Files
git.stella-ops.org/docs/operations/artifact-migration-runbook.md

5.2 KiB

Artifact Store Migration Runbook

Sprint: SPRINT_20260118_017_Evidence_artifact_store_unification (AS-006)

Overview

This runbook covers the migration of existing evidence from legacy artifact stores to the unified ArtifactStore.

Migration Sources

Source Legacy Path Description
EvidenceLocker tenants/{tenantId}/bundles/{bundleId}/{sha256}-{name} Evidence bundles
Attestor attest/dsse/{bundleSha256}.json DSSE envelopes
Vex {prefix}/{format}/{digest}.{ext} VEX documents

Target Path Convention

All artifacts are migrated to: /artifacts/{bom-ref-encoded}/{serialNumber}/{artifactId}.json

Pre-Migration Checklist

  • Backup existing S3 buckets
  • Verify PostgreSQL backup is current
  • Ensure sufficient storage for duplicated data
  • Review migration in dry-run mode first
  • Notify stakeholders of potential service impact

Running the Migration

stella artifacts migrate --source all --dry-run --output migration-preview.json

Full Migration

# Migrate all sources with default settings
stella artifacts migrate --source all

# Migrate with increased parallelism
stella artifacts migrate --source all --parallelism 8 --batch-size 200

# Migrate specific source
stella artifacts migrate --source evidence --output migration-report.json

# Migrate specific tenant
stella artifacts migrate --source all --tenant <tenant-uuid>

Resuming Failed Migration

# Use checkpoint ID from previous run
stella artifacts migrate --source all --resume-from <checkpoint-id>

Progress Monitoring

The CLI displays real-time progress:

  Progress: 1500/10000 (15.0%) - Success: 1495, Failed: 3, Skipped: 2

Rollback Procedure

When to Rollback

  • Migration corrupted data
  • Performance degradation after migration
  • Business-critical bug discovered

Rollback Steps

1. Stop New Writes to Unified Store

# Disable unified store in configuration
kubectl set env deployment/evidence-locker ARTIFACT_STORE_UNIFIED_ENABLED=false
kubectl set env deployment/attestor ARTIFACT_STORE_UNIFIED_ENABLED=false

2. Revert Application Configuration

# etc/appsettings.yaml
artifactStore:
  useUnifiedStore: false
  legacyMode: true

3. Clear Unified Store Index

-- Clear PostgreSQL index (preserves S3 data)
TRUNCATE TABLE artifact_store.artifacts;

4. (Optional) Remove Migrated S3 Objects

# Only if disk space is critical and you're certain about rollback
# WARNING: This is destructive!
aws s3 rm s3://artifacts-bucket/artifacts/ --recursive

5. Restart Services

kubectl rollout restart deployment/evidence-locker
kubectl rollout restart deployment/attestor

6. Verify Legacy Stores Work

# Test evidence retrieval
stella evidence get --bundle-id <test-bundle>

# Test attestation retrieval  
stella attestor get --digest <test-digest>

Post-Migration Validation

Verify Artifact Counts

-- Count migrated artifacts by source
SELECT 
  CASE 
    WHEN storage_key LIKE '%evidence%' THEN 'evidence'
    WHEN storage_key LIKE '%dsse%' THEN 'attestor'
    WHEN storage_key LIKE '%vex%' THEN 'vex'
    ELSE 'unknown'
  END as source,
  COUNT(*) as count
FROM artifact_store.artifacts
GROUP BY 1;

Verify bom-ref Extraction

-- Check for artifacts with synthetic bom-refs (extraction failed)
SELECT COUNT(*) as synthetic_count
FROM artifact_store.artifacts
WHERE bom_ref LIKE 'sha256:%';

Test Retrieval

# Query by bom-ref
curl "https://api.example.com/api/v1/artifacts?bom_ref=pkg:docker/acme/api@sha256:abc123"
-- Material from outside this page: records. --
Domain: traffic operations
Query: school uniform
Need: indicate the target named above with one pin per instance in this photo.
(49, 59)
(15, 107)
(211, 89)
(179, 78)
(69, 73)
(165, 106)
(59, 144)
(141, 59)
# Verify content matches original
stella artifacts compare \
  --original tenants/xxx/bundles/yyy/sha256-sbom.json \
  --migrated /artifacts/encoded-ref/serial/artifact.json

Troubleshooting

Migration Stuck

# Check for stuck workers
ps aux | grep migrate

# Check migration checkpoints
cat /var/lib/stella/migration-checkpoint.json

High Failure Rate

  1. Check migration report for common errors
  2. Verify source store connectivity
  3. Check for corrupted source artifacts
  4. Increase batch size for memory issues

Slow Migration

  1. Increase parallelism (up to CPU count)
  2. Run during off-peak hours
  3. Consider migrating by tenant in parallel
  4. Verify network bandwidth to S3

Representative Dataset Testing

Before production migration, test with representative dataset:

# Export sample from each source
stella evidence list --limit 100 --output sample-evidence.json
stella attestor list --limit 100 --output sample-attestor.json

# Create test environment with samples
stella artifacts migrate --source all --tenant test-tenant --output test-report.json

# Verify counts and content
diff <(cat sample-evidence.json | jq '.total') <(cat test-report.json | jq '.succeeded')